William Ringrose Gelston Atkins | |
Birth Date: | 4 September 1884 |
Birth Place: | Cork, Ireland |
William Ringrose Gelston Atkins OBE CBE (4 September 1884 – 4 April 1959) was an Irish chemist.
William Ringrose Gelston Atkins was born on 4 September 1884 in Cork. His father, Thomas Gelston Atkins, was a physician and surgeon. His mother was the daughter of the Very Reverend George Mignon Innes, Dean of St Paul's, London, Ontario. He attended Newtown School in Waterford, and entered Trinity College Dublin (TCD) in 1902[1] to study experimental science and natural science. He graduated in 1906.[2]
In 1922 he married Ingaborg Jackson. They had one son, George Mignon Gelston. Atkins died on 4 April 1959.
Atkins' first job was in the chemistry department of TCD, and later the botany department. He co-authored 10 papers with Henry Horatio Dixon on osmotic pressure. He was involved in research into aeroplane materials during World War I in the National Physical Laboratory as Volunteer Assistant in the Division for Aeronautical Chemistry, including the most suitable timber for aeroplane propellers. He discovered that the addition of colloidal graphite to engine oil resulted in planes flying longer between oil changes. For this work he was awarded an OBE.
He returned to TCD after the war, but left to take up a position as research botanist at the Imperial Department of Agriculture in India.
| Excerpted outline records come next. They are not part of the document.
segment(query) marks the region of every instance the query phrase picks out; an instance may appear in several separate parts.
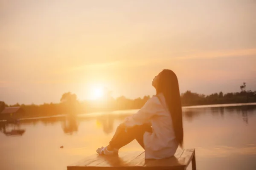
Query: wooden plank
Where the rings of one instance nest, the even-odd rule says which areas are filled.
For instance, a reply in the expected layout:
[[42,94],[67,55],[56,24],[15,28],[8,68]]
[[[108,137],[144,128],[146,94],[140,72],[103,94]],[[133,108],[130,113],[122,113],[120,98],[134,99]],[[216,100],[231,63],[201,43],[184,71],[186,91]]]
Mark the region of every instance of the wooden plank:
[[194,149],[185,149],[180,157],[178,159],[179,163],[187,167],[193,158],[194,152]]
[[[129,163],[142,154],[143,152],[121,152],[119,156],[105,157],[105,161],[98,164],[97,167],[121,167],[129,166]],[[88,166],[91,166],[88,165]]]
[[152,159],[146,160],[144,166],[158,167],[161,168],[166,168],[178,169],[184,167],[183,164],[179,164],[178,161],[179,158],[180,157],[183,153],[184,150],[179,150],[176,151],[174,156],[170,158],[162,159]]
[[92,166],[96,166],[105,161],[102,156],[98,154],[94,154],[88,158],[88,159],[81,160],[77,163],[67,167],[67,170],[84,169],[88,164]]
[[[68,170],[96,170],[98,169],[186,169],[195,156],[194,149],[177,150],[174,156],[162,159],[145,160],[145,152],[120,152],[119,156],[94,154],[78,163],[68,166]],[[195,161],[194,166],[195,167]],[[194,170],[194,169],[193,169]]]

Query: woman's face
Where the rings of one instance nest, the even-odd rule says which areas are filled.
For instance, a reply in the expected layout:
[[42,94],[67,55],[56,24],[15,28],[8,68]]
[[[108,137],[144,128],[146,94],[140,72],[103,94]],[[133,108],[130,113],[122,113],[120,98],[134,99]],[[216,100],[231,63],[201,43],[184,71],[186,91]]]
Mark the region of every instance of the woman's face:
[[160,73],[161,72],[159,73],[158,74],[155,76],[152,81],[152,85],[155,88],[157,88],[157,86],[158,84],[158,82],[159,81],[159,79],[160,78]]

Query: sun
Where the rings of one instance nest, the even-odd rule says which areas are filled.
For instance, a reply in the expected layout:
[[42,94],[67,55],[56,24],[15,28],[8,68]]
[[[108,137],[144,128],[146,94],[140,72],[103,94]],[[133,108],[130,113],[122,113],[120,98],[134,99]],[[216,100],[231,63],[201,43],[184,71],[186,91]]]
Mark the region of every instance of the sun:
[[103,96],[103,89],[100,87],[93,87],[92,88],[91,98],[96,100],[102,98]]

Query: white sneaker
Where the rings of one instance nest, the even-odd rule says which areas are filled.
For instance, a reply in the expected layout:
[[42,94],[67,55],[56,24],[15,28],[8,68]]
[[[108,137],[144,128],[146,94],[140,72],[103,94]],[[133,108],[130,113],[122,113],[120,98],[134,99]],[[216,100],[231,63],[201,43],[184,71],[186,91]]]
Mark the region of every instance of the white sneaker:
[[107,149],[107,147],[102,147],[101,148],[99,148],[96,152],[99,155],[114,155],[118,154],[118,150],[116,149],[114,149],[113,151],[109,151]]

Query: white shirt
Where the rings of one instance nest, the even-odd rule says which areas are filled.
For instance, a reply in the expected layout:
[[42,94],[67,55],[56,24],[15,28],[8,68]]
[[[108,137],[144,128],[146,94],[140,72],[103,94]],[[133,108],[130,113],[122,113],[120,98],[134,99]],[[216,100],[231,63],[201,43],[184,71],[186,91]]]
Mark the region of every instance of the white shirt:
[[163,94],[154,96],[138,112],[127,117],[127,127],[150,123],[153,133],[143,136],[145,159],[161,159],[173,156],[178,146],[172,125],[172,117]]

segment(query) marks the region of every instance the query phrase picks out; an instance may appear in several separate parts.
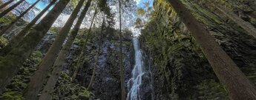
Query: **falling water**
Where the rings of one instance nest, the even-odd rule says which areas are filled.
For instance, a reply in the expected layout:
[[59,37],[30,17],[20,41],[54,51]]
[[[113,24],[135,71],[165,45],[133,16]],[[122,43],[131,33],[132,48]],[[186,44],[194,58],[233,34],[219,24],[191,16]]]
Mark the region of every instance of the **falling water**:
[[135,64],[131,73],[132,77],[128,83],[129,93],[127,100],[150,100],[152,99],[151,75],[149,71],[145,70],[138,39],[134,38],[133,43]]

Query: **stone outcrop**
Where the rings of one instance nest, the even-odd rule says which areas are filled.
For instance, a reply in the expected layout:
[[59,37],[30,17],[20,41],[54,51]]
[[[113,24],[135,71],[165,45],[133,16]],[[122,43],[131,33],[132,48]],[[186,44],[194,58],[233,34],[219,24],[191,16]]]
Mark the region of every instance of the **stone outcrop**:
[[[206,6],[209,1],[181,1],[240,70],[255,82],[256,39],[225,14]],[[217,1],[211,3],[221,4]],[[222,3],[246,5],[237,1]],[[203,53],[170,4],[165,0],[155,0],[154,4],[155,16],[142,30],[140,42],[153,60],[153,64],[148,64],[151,66],[154,99],[228,99],[225,89]],[[229,9],[235,12],[239,8],[235,7],[237,6],[232,5]],[[244,7],[251,9],[252,6]],[[255,24],[255,18],[245,11],[240,12],[250,18],[250,20],[245,20],[248,24]],[[238,16],[245,19],[243,16]]]

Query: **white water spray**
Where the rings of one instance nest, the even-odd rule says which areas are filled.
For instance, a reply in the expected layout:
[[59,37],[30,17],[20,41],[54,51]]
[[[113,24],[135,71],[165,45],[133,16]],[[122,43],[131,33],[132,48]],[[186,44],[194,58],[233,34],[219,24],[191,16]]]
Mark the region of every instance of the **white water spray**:
[[[151,97],[152,85],[151,82],[143,83],[143,79],[150,80],[150,76],[147,70],[145,70],[144,66],[144,61],[142,60],[142,50],[140,48],[139,40],[137,38],[133,39],[134,52],[135,52],[135,64],[132,70],[132,77],[128,83],[128,87],[129,93],[128,93],[127,100],[143,100],[148,99],[148,93]],[[144,87],[142,87],[143,85]],[[145,87],[149,86],[149,87]],[[145,93],[147,93],[148,96],[143,96]],[[150,97],[150,98],[151,98]],[[152,99],[152,98],[151,98]]]

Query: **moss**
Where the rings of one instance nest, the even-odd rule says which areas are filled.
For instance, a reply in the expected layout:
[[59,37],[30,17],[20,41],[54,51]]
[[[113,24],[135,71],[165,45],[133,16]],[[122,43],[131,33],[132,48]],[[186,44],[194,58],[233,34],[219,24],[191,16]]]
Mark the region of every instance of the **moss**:
[[4,47],[8,43],[9,43],[9,41],[6,38],[0,37],[0,48]]
[[15,19],[14,16],[0,18],[0,24],[10,24]]
[[20,94],[27,86],[30,76],[36,70],[36,67],[42,59],[42,53],[40,51],[34,51],[23,66],[19,68],[18,74],[13,77],[10,84],[7,87],[1,96],[4,97],[5,99],[22,100],[23,98]]
[[16,91],[4,93],[0,99],[1,100],[24,100],[22,96]]
[[84,89],[83,90],[79,93],[79,96],[90,98],[90,92],[86,89]]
In 1921, he returned to England when he was appointed head of the department of general physiology in the Marine Biological Association's Laboratory, Plymouth. He was elected to the Royal Society in 1925,[3] and in 1928 was awarded the Royal Dublin Society's Boyle Medal. He worked on atmospheric visibility for the Meteorological Office of the Air Ministry during World War II and was later awarded a CBE for his contributions.[4]